In 1988, Harcke [6] first reported the dynamic ultrasound for hip examination. In previous literatures, lateral dynamic ultrasound (LDUS) & anterior dynamic ultrasound (ADUS) are the two techniques that are widely used for evaluating hip mobility [7]. Our objective is to study the role of dynamic ultrasound in screening while simultaneously reviewing the management plans for developmental dysplasia of the hip with a view to reduce the progression of true DDH in infants.

2. Materials and Methods

The detailed study was carried out during November 2021 to January 2023 including a total of 942 hips examination of infants with a suspicion of DDH aging 6 weeks to six months in Helena Governmental Specialized Rehabilitation Center of Children with Special Needs/ Iraq Government/Kurdistan Region/ Erbil City. The following infants were excluded in the study:

  • infants with neuromuscular disorder
  • myelodysplasia or arthrogryposis.

We also conducted a validation study by taking referrals from orthopedic specialists and outpatient pediatricians. After taking consent we logged patient data and assessed the presence of risk factors (family history as first degree relatives, breech presentation during third trimester or at birth, and first-born child). Both genders were examined. Once the validation study statistically proved the technique to be followed, we performed the ultrasound using a GE Versana Premier ultrasound system with a linear probe 12 L to check each patient bilaterally during static and dynamic scans.

The infant was positioned to lay on its side (15–20° flexion) or with the hip placed in 35 degrees of flexion to see the hip in a coronal view. Overall approach included coronal lateral neutral at rest (static morphological test for Graf Types and obtaining the ACI -acetabular coverage index). The coronal lateral flexion was obtained by adduction (stress) to calculate ACI and stability assessment for cases Graf Types I through IId, while Harcke [6] method (transverse abduction-adduction scan) is used for reducibility, which is only applicable to advanced cases of DDH [Type III and IV].

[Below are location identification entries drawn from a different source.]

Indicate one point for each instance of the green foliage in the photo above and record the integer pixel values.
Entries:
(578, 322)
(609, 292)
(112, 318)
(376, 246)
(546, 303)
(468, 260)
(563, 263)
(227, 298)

Modified Graf Method: the hip joint was classified by U/S; the coronal section at rest yielding the following Types:

  1. Graf Type I (normal hip joint).
  2. Graf Type IIa: age <3 m (representing physiological immaturity).
  3. Graf Type IIb: age >3 months (regarded as delayed maturity).
  4. Graf Type IIc: (dysplastic hip).
  5. Graf Type IId: (dysplastic hip)
  6. Graf Type III: (partially dislocated hip).
  7. Graf Type IV: (frank total hip dislocation).
  • (β) Alpha angle normal value >60
  • (β) Beta angle normal value<55

A) Dynamic Scan included two Methods as given below:

  1. Moren-Terjesen’s femoral head coverage method using 3 categories: at rest, coronal lateral, neutral is used to obtain the percentage of acetabular coverage index [ACI] as d/D [normal value>50%]. In the same position, we applied adduction stress while the hip in 90-degree flexion, to drive the femoral head out of position with the least amount of force [without harming the baby], we then obtained acetabular coverage index[ACI] during stress (Figure 1 A and B). The terminology we used to classify stability are:
  1. Laxity if the ACI is >50% at rest but mildly reduced <50% on stress.
  2. Subluxable if ACI is <50% at rest and further reduced on stress but not dislocated.
  3. Dislocatable if ACI is <50% or normal at rest but the head is completely dislocated on stress.